In July, cosmologist Rajendra Gupta at the University of Ottawa published a splashy paper in Monthly Notices of the Royal Astronomical Society claiming that our universe is more than 10 billion years older than we have long believed it is. Let’s dig into this surprising claim that, if true, would shake the foundations of modern cosmology, and see if it holds up to scrutiny.
Spoiler alert: it doesn’t.
The central focus of Gupta’s work is the amazing results coming out of the James Webb Space Telescope (JWST), which has revealed that the early universe is filled to the brim with large galaxies. These galaxies are far larger than we thought they would be based on our current model of the evolution of the universe, known as ΛCDM (where Λ is the uppercase Greek letter lambda; pronounced “Lambda-CDM”). The ΛCDM model is about as simple a model as can be that attempts to fit all available evidence. It says that our universe is largely made of dark energy (that’s the “Λ” part), a good chunk of cold dark matter (that’s the “CDM”), and a smattering of normal matter and radiation (which doesn’t get to be a part of the name). The model also states that the universe has been expanding from a hot Big Bang, and that expansion causes the light from distant galaxies to redshift on its way toward us.
Like all ideas in science, it has its shortcomings and holds its fair share of mysteries. We do not understand the nature of dark matter or of dark energy, and in the latest case, the ΛCDM model predicts that early galaxies should be small.
One very real possibility is that we’re getting this all wrong and that the ΛCDM model is broken. This is the tack that Gupta took, and he introduced a hybrid model that invokes several ideas that have been floating around in cosmological circles for almost a century to explain the young, large galaxies. In Gupta’s model, the universe is more than 10 billion years older than the ΛCDM model would suggest, which gives galaxies plenty of time to grow to their impressive sizes. In other words, the “early” universe isn’t so early. Problem solved.
But cosmology is a mature science and many, many observations exist that all relate to each other. You can’t just explain one observation, like the sizes of distant galaxies, and call it a day. You have to face a gauntlet of other observations if you want your model to succeed.

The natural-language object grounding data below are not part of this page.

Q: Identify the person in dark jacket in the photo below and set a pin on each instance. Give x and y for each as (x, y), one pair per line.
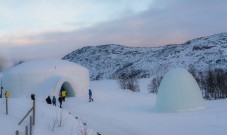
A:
(90, 95)
(54, 101)
(48, 100)
(60, 101)
(33, 96)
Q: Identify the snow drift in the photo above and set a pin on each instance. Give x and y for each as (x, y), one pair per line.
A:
(46, 77)
(178, 91)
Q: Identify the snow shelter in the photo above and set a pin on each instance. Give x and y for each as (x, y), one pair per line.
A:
(46, 77)
(178, 91)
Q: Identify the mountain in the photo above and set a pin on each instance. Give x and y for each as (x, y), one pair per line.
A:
(111, 61)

Gupta acknowledges this and also asserts that his model agrees with, for example, the isotropy of the cosmic microwave background (CMB; i.e., why it is so uniform throughout the sky) and the data from supernova surveys.
But to make all of these observations work, Gupta’s model is far more complex than ΛCDM. In Gupta’s model, there is the normal expansion of the universe. Additionally, he invokes an idea called “tired light,” first proposed by astronomers at the dawn of modern cosmology, around 1930. This idea challenges the interpretation that the universe is expanding, instead stating that light simply loses energy as it travels. Plus, Gupta invokes another century-old idea that the physical constants of the universe, like the speed of light and the strength of gravity, change with time.
Unsurprisingly, when you make models more complex and more involved, you can generally explain any observation you want. But this comes at a price.
Gupta’s model introduces an enormous amount of additional complexity and new physics to the universe, all to explain the large size of distant galaxies while also satisfying the aforementioned nature of the CMB and the supernovae we see. However, many more observations exist that have yet to be addressed by this new model. For example, we have the abundance of light elements forged in the early Big Bang. We have the growth and development of clusters, filaments, and voids in the cosmic web. We have not just the isotropy of the CMB, but the tiny fluctuations in temperature that do exist within that background. And more.
The ΛCDM model can explain all these observations, while Gupta’s model does not. In addition, Gupta’s model introduces all sorts of new physics that currently go unexplained. How exactly does light lose energy as it travels? What is the mechanism behind the variations in the physical constants? These processes demand explanation. Indeed, physicists have examined similar models for decades and found them unable to cope with the wealth of data coming out of particle physics experiments around the globe.
Even if we were to take Gupta’s model seriously and put aside the issues with its foundational physics, the model is not as hardy as it appears. Yes, it explains the size of distant galaxies, but not their age. The JWST observations do reveal galaxies that are larger than we expected them to be, but paradoxically they also appear young and bright. Despite their size, they look like galaxies that are only a few hundred million years old, not 5 billion or 10 billion years old, like modern galaxies. Also, if Gupta’s model is accurate, we should see stars all over the place that are 15 billion to 20 billion years old. We do not.
Gupta’s model is interesting as a thought experiment to explore what physics we might need to explain these and perhaps future JWST observations. But as a fully functioning cosmological model, it falls far short, and creates more mysteries than it solves. It is true that we need to update our understanding of the universe, but this new model is not the way.